Sorry for the confusion, I actually meant to refer to THE PICTURE IDOL (1912) -- where the is a swooning fan in the cinema. It looks like there are a few versions of the Matinee Idol. That could be a whole other interesting topic of conversation -- films that show people watching plays (perhaps as analogs to the cinema? -- A DRUNKARD'S REFORMATION (1909) comes immediately to mind in this category.)
Elif wrote:
Elif wrote:And what about MATINEE IDOL? Isn't that with the swooning fan who is so mesmerized she cannot leave the cinema?
Actually I meant THE PICTURE IDOL (1912)...
Not sure what you see exactly in the other film...
Danny Burk wrote:

Re: silent films that show people watching film?

Posted: Thu Aug 18, 2011 10:35 am
by greta de groat
FrankFay wrote:For a different take check out A GIRL'S FOLLY (1917). A young girl gets to try out for the movies. In the screening room we never get to see the actual film but we see her horrified and embarrassed reactions to it.
There's a similar scene in SOULS FOR SALE except we see the film as well.

I'd love to see THE PICTURE IDOL--several archives have it but i have never seen it on video except for the clips that are in LYRICAL NITRATE--which do show Clara Kimball Young excitedly watching a film.

greta

Re: silent films that show people watching film?

Posted: Thu Aug 18, 2011 3:04 pm
by Gagman 66
:o How about MARY OF THE MOVIES (1923). Considered the first feature length Columbia Pictures production with a boat load of famous cameo appearances. This film is being restored by Sony. Maybe we will get a progress report soon?

Re: silent films that show people watching film?

Posted: Thu Aug 18, 2011 7:33 pm
by Dana
A couple from the Flying A are MAN AFRAID OF HIS WARDROBE (1916) and CALAMITY ANNE TAKES A TRIP (1913).

Re: silent films that show people watching film?

Posted: Thu Aug 18, 2011 10:28 pm
by missdupont
How about Thanhouser's THE EVIDENCE OF THE FILM (1913), now on the LOC Treasures List. The police watch a film that ends up revealing who committed a crime. What's great is that we see the film being shot and the women cutting it in the cutting room.

Re: silent films that show people watching film?

Posted: Fri Aug 19, 2011 12:12 am
by rogerskarsten
Here's another good one: HAROLD TEEN (1928), in which the high school kids decide to make their own film. The finished product becomes a film-within-the-film, the premiere screening of which we the audience watch along with the young filmmakers themselves. As I wrote in the review I posted on the imdb a few years ago, "part spoof of silent westerns and pantomime acting, it is unlike anything you've seen before."

~Roger

Re: silent films that show people watching film?

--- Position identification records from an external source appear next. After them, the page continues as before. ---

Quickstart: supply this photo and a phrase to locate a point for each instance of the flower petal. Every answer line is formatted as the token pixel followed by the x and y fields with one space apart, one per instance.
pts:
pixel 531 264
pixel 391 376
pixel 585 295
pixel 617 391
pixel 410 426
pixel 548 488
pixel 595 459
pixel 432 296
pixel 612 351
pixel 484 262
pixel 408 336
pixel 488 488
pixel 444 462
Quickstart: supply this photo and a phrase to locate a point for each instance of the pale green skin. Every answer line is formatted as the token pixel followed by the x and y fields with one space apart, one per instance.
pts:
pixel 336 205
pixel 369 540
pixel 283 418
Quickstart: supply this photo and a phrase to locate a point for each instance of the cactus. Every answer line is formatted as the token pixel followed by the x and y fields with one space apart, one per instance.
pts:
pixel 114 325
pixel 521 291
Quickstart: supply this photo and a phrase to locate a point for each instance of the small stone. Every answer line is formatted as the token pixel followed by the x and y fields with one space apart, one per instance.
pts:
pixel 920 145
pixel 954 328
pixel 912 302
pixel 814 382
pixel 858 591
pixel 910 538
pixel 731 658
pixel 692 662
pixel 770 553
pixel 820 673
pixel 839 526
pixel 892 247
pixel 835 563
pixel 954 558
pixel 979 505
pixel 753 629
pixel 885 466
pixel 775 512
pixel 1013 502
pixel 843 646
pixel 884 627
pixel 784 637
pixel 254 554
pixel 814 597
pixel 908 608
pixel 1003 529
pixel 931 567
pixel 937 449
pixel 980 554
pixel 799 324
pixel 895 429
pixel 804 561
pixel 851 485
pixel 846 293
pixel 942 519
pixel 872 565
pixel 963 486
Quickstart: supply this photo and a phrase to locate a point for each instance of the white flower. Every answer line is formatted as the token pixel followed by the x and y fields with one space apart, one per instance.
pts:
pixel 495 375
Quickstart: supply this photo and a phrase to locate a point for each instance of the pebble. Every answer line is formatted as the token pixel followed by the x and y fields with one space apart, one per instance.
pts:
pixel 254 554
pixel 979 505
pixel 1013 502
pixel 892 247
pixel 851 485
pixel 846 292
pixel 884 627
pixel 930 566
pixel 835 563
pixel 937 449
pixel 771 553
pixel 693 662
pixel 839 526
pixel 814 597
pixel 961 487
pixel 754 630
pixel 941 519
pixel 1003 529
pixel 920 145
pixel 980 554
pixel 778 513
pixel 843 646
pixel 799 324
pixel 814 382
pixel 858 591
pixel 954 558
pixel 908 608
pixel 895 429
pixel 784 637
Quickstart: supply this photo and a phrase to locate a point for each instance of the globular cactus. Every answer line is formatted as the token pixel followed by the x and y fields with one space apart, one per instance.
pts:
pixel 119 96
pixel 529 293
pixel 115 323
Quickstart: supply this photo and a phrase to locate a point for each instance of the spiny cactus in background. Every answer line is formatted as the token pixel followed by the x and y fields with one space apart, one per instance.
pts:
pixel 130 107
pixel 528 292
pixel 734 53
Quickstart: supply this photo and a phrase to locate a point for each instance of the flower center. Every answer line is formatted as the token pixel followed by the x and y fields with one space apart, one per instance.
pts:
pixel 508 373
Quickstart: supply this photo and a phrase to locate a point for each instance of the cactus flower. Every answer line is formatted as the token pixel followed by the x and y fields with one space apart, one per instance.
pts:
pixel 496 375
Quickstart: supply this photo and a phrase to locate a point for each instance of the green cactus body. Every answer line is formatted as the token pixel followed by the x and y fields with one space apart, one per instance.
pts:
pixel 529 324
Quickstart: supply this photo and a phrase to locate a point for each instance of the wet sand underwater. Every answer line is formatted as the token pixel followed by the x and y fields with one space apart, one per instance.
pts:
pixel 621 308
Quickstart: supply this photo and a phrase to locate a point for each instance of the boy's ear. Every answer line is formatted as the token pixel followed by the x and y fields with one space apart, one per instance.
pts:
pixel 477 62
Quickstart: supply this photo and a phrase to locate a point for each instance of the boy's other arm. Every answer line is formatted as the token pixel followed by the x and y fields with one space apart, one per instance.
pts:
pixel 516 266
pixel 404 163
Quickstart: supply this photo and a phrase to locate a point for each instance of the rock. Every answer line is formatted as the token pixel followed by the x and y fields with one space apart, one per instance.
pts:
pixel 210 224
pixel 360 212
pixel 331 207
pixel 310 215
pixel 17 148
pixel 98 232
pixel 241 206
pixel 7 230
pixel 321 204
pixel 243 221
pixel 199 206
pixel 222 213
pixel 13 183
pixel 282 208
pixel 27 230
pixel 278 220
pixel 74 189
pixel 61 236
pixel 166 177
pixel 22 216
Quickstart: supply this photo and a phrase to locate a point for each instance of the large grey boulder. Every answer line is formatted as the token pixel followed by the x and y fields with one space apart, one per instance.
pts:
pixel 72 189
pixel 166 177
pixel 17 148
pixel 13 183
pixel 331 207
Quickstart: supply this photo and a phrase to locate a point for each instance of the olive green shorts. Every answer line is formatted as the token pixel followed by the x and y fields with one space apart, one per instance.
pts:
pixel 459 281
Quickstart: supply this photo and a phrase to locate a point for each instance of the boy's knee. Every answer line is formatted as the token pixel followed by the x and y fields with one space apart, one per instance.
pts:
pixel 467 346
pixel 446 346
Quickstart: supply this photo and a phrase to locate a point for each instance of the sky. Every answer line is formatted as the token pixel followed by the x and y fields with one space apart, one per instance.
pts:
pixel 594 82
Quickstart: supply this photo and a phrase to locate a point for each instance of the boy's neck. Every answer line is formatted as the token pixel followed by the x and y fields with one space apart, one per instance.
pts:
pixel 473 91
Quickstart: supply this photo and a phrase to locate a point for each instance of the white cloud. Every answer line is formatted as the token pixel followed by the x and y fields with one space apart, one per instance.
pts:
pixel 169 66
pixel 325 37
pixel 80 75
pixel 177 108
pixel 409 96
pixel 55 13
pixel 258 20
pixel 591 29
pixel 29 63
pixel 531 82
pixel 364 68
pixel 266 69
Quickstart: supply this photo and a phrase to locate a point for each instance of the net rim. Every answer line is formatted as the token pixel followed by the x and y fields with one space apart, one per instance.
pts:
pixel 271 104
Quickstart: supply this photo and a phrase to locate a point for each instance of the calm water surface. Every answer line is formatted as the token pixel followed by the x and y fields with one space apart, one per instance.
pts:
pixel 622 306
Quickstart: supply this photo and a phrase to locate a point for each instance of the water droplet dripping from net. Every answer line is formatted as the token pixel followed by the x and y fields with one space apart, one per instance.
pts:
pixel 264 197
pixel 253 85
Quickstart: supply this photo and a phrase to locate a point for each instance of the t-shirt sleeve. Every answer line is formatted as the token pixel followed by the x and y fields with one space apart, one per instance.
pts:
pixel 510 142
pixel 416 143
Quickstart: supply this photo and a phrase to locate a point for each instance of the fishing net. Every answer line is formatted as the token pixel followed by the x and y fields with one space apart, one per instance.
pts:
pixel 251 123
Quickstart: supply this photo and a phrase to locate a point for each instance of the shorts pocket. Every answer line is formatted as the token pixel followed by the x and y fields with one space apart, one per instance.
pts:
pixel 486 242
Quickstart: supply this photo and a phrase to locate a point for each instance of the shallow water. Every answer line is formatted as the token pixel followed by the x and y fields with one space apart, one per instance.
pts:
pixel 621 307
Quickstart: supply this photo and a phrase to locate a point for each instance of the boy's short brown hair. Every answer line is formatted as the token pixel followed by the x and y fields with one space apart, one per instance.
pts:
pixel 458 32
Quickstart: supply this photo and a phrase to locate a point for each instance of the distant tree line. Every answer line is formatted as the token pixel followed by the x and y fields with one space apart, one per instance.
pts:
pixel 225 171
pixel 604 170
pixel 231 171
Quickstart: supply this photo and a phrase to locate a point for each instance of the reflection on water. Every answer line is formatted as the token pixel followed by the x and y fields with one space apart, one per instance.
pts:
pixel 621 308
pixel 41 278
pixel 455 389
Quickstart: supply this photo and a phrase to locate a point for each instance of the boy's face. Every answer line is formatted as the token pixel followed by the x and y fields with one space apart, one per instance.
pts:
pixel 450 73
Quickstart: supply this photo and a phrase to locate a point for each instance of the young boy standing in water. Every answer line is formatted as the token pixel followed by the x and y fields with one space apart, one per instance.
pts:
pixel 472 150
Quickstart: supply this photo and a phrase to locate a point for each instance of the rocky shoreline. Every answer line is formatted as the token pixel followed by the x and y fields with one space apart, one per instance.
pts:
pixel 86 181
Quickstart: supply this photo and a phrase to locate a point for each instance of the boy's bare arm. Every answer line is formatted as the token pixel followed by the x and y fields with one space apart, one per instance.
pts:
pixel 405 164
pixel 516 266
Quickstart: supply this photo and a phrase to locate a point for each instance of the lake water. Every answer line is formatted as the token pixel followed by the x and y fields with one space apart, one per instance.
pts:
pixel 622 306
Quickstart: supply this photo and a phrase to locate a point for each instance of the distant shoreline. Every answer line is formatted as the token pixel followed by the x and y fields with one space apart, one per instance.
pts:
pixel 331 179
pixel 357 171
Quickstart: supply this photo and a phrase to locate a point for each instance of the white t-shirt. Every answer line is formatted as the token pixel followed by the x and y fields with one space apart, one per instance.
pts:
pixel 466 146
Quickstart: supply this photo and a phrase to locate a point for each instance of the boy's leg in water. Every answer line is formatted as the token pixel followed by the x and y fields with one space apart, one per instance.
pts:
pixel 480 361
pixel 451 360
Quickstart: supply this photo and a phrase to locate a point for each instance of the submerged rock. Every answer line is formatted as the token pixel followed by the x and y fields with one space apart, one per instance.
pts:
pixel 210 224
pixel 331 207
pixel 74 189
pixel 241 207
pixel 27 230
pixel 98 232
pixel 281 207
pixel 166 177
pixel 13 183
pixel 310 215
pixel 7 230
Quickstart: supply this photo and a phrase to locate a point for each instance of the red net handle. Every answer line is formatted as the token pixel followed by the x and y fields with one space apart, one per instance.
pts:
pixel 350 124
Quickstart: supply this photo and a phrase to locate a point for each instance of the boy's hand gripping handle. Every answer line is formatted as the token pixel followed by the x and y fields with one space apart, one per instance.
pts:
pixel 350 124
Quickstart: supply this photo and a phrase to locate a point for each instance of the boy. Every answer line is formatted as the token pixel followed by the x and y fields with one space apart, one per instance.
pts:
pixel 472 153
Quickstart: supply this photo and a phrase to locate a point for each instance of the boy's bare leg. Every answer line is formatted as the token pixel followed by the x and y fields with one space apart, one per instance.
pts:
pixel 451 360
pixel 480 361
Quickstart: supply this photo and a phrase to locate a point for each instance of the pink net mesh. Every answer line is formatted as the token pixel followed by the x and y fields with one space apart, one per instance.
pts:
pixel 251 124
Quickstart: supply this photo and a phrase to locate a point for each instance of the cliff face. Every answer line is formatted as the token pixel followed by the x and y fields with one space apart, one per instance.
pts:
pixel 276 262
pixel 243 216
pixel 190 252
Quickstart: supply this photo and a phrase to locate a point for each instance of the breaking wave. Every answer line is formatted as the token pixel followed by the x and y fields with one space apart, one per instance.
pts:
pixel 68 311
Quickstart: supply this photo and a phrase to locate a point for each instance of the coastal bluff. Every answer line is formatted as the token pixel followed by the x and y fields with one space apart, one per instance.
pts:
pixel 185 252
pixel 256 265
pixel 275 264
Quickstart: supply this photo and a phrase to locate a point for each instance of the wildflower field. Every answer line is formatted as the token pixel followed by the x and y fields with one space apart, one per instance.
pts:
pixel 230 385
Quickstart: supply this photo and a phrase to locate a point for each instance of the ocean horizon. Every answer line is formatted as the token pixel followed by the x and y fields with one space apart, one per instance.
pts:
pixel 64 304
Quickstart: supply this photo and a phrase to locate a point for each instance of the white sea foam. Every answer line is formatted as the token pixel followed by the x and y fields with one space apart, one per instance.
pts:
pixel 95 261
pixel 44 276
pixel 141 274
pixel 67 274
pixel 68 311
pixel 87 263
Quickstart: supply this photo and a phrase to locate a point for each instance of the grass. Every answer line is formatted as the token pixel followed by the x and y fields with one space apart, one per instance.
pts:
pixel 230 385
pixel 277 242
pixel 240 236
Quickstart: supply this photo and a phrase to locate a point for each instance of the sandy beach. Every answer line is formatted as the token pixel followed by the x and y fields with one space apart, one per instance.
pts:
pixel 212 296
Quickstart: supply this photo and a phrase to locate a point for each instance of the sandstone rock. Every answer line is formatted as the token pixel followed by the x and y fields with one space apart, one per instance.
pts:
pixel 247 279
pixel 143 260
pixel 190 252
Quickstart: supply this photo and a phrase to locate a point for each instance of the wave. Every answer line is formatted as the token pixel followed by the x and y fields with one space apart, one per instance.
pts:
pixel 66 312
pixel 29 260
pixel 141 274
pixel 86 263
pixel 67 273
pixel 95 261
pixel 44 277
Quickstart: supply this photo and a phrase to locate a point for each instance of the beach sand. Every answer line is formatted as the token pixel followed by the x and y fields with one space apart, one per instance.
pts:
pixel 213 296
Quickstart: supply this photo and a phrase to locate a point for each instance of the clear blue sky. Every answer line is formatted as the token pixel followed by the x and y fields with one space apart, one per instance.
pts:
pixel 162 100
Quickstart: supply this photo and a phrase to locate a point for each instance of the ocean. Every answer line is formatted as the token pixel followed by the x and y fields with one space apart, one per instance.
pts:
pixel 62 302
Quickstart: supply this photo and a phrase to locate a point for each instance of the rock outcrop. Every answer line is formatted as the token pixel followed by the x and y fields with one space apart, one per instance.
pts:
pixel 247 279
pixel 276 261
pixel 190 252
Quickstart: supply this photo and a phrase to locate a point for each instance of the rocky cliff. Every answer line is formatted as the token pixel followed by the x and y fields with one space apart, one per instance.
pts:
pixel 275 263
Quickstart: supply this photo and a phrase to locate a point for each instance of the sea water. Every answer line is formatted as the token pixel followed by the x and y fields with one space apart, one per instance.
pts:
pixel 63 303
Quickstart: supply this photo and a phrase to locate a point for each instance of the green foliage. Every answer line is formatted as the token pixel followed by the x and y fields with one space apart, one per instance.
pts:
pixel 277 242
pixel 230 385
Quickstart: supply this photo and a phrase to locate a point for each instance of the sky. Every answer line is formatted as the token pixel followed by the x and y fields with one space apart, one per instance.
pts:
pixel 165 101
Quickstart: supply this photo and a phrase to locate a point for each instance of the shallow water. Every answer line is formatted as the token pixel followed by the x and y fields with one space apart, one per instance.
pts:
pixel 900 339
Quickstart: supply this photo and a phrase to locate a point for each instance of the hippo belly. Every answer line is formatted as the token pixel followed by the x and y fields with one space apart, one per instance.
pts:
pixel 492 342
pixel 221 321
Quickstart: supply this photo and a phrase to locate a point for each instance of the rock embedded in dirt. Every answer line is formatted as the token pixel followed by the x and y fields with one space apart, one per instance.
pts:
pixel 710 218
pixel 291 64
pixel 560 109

Posted: Sat Aug 20, 2011 1:19 pm
by Wm. Charles Morrow
Perhaps I missed it, but it appears no one has mentioned the great Our Gang short Dogs of War (1923) in this thread or the earlier one. That's the short where the kid invade a movie studio, and we get a double-dose of Hollywood self-satire: first, the grownups enact a ridiculous melodrama entitled "Should Husbands Work?," and then the kids decide to make their own movie, and produce a parody-of-the-parody. Their movie is screened in the studio projection room, and is a surreal masterpiece full of great camera tricks.

Dogs of War has the jump on both Harold Teen and The Cameraman, which have similar sequences, by a number of years. It's my favorite Our Gang short of the entire series.

Re: silent films that show people watching film?

Posted: Sun Aug 21, 2011 12:33 pm
by Beth C-D
missdupont wrote:How about Thanhouser's THE EVIDENCE OF THE FILM (1913), now on the LOC Treasures List. The police watch a film that ends up revealing who committed a crime. What's great is that we see the film being shot and the women cutting it in the cutting room.
And its available for online viewing! http://thanhouser.org/films/Evidence.htm
Similar to this one is The Story the Biograph Told, which is on the Origins of Cinema set (vol 2)

Re:

Posted: Sun Aug 21, 2011 1:37 pm
by Beth C-D
Daniel Eagan wrote:What's the short where Snub Pollard goes to the movies and experiences the worst customers and conditions in the world? When he sits in the front row the screen is slanted up so he can see, when he sits in the back he's behind enormous people, etc.
Are you thinking of LUKE'S MOVIE MUDDLE? Also starring Harold Lloyd?